Monday, August 06, 2012

Tonight,my road to recovery continues to move forward.I had a pretty good day today.
Today,I woke up in the mid morning and I bathed.After my bath,I had my usual quick breakfast and my usual 2 cups of coffee.After breakfast,I did my personal PC work and I got dressed to proceed with the rest of my day.
I first went to my building and improving self esteem group as I usually look forward to this each and every week.I headed over there with a lot of enthusiasm.
The group was wonderful.After the meeting,I headed over to a local supermarket to pick up a couple of things and after that,I headed over to the bank to withdraw some money and after that was done,I headed straight home.
When I got home,I registered all the money at the Where's George site and I relaxed while watching a DVD that I popped in the DVD player.
After eating,I watched the evening news for a while and I did some more personal PC work.Overall,a pretty good day.
While my recovery continues to move forward,I am still,on a daily basis,dealing and struggling with the symptoms of BPD and the emotional roller coaster ride that goes with it.I also have schizophrenic tendencies,which makes the struggle with BPD even more difficult.I still have my ups and downs and I try to deal with this on a one day at a time basis and all,but it is usually a very difficult thing to deal with.I am still attending my therapy sessions and I am still taking my medication as directed.I am also still relying on God and his son Jesus Christ more to handle this.When the struggle seems a little too unbearable to manage,I simply ask God and his son Jesus Christ to help me through the daily struggle and I do feel a little bit better.The struggle with BPD and schizophrenic tendencies is never an easy struggle,but with the help of God and Christ,it is only a tad easier.Thanks to both God and Christ for helping me and being there.
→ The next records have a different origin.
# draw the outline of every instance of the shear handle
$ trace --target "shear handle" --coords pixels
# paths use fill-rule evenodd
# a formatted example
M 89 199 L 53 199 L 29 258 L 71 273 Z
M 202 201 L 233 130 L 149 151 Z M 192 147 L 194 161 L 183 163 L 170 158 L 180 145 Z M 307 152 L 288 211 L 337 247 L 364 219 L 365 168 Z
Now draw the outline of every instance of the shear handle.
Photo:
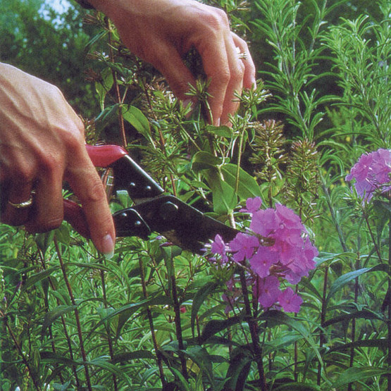
M 88 154 L 96 167 L 111 167 L 114 172 L 114 189 L 126 190 L 135 201 L 157 197 L 163 190 L 118 145 L 86 145 Z M 89 229 L 82 207 L 64 199 L 64 220 L 79 233 L 89 237 Z M 137 219 L 136 219 L 137 221 Z M 138 233 L 147 236 L 147 228 L 137 228 Z

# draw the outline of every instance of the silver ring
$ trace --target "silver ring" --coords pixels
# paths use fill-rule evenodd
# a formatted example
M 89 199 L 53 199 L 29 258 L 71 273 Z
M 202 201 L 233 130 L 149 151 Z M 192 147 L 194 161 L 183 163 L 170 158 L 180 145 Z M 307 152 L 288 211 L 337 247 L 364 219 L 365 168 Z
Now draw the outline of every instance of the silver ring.
M 237 57 L 240 60 L 246 61 L 247 59 L 247 54 L 245 51 L 241 51 L 238 55 Z
M 246 61 L 247 59 L 247 54 L 245 51 L 240 51 L 240 48 L 236 46 L 236 52 L 240 60 Z
M 32 204 L 34 203 L 35 195 L 35 192 L 32 191 L 30 194 L 30 198 L 27 201 L 23 201 L 23 202 L 11 202 L 11 201 L 8 201 L 8 204 L 13 208 L 15 208 L 16 209 L 24 209 L 32 205 Z

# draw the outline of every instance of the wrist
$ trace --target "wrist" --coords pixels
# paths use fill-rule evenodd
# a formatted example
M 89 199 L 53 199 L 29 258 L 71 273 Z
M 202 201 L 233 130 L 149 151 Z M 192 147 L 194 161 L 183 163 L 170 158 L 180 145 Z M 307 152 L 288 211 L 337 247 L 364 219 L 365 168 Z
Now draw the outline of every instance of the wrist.
M 83 8 L 93 9 L 94 7 L 88 0 L 75 0 Z

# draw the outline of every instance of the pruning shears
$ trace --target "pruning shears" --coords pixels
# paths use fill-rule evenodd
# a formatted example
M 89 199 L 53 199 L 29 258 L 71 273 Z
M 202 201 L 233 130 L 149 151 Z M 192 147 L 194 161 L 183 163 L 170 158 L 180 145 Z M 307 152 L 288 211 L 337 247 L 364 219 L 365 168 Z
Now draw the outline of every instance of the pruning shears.
M 156 232 L 184 249 L 199 253 L 204 244 L 219 234 L 225 242 L 237 230 L 188 205 L 163 189 L 122 147 L 91 146 L 87 149 L 96 167 L 111 168 L 113 190 L 127 190 L 135 204 L 113 215 L 117 237 L 147 239 Z M 89 232 L 82 208 L 64 199 L 65 219 L 80 233 Z

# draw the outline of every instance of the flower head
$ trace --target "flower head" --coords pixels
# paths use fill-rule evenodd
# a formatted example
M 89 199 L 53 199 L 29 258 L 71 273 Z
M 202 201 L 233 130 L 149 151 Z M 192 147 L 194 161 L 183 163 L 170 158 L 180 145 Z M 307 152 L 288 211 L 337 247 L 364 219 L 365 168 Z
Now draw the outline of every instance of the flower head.
M 260 197 L 248 198 L 246 201 L 246 207 L 240 209 L 240 211 L 252 214 L 259 210 L 261 205 L 262 205 L 262 199 Z
M 235 252 L 232 258 L 235 262 L 251 258 L 254 249 L 259 247 L 259 241 L 254 236 L 239 232 L 235 239 L 230 242 L 230 247 Z
M 309 240 L 300 218 L 292 209 L 277 204 L 275 209 L 259 210 L 261 205 L 258 198 L 249 199 L 246 203 L 244 211 L 251 214 L 253 235 L 240 232 L 229 246 L 216 235 L 211 252 L 220 255 L 222 262 L 230 257 L 247 266 L 253 294 L 264 309 L 274 306 L 287 312 L 297 312 L 302 299 L 290 287 L 282 292 L 280 285 L 284 280 L 297 284 L 303 276 L 308 275 L 315 267 L 314 259 L 318 250 Z M 228 311 L 241 294 L 241 290 L 235 290 L 235 283 L 233 279 L 230 280 L 228 286 L 230 293 L 224 297 L 230 306 Z
M 357 163 L 353 166 L 346 180 L 355 180 L 354 187 L 363 201 L 369 201 L 376 190 L 385 192 L 391 186 L 384 185 L 390 182 L 391 173 L 391 151 L 380 149 L 370 154 L 363 154 Z
M 216 255 L 220 255 L 221 257 L 221 262 L 224 263 L 228 260 L 227 256 L 227 251 L 228 249 L 228 247 L 225 244 L 221 236 L 217 234 L 214 240 L 212 242 L 211 252 Z
M 303 299 L 293 292 L 293 290 L 288 287 L 278 297 L 280 305 L 287 312 L 295 312 L 297 314 L 300 309 L 300 306 Z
Regarding my SSA struggles,I was again tempted to masturbate in the wee early morning hours when I was awakened out of a deep sleep by yet another erection.This was yet another overwhelming urge and I really had to use everything that I had to fight and resist this temptation.I did turn to God and asked him for strength to resist this temptation and as I prayed,the erection softened and after that,as usual,I had to get up and use the bathroom as the erection died down as I was heading there.When I was finished,I simply went back to sleep.Though I did escape this episode,the temptation to act out on these unnatural desires that I have,no matter what form of acting out it might be,can rear it's ugly head when least expected.Like early this morning,I simply rely on God and his son Jesus Christ to get me through any temptation.I simply take it to them in prayer and after that,the temptation is reduced to nil after I put it in their hands.I feel better and I can move along with the rest of the day and if it happens again before the day is through,I simply turn to both God and Christ again and I feel batter after doing so.Thanks again to both God and Christ for being there and that I don't have to struggle alone as they are there to help me whenever I ask for it.Thanks again to both God and Christ.
As for tomorrow,I have made no plans.But whatever I choose to do,I hope that it gives me positive benefits.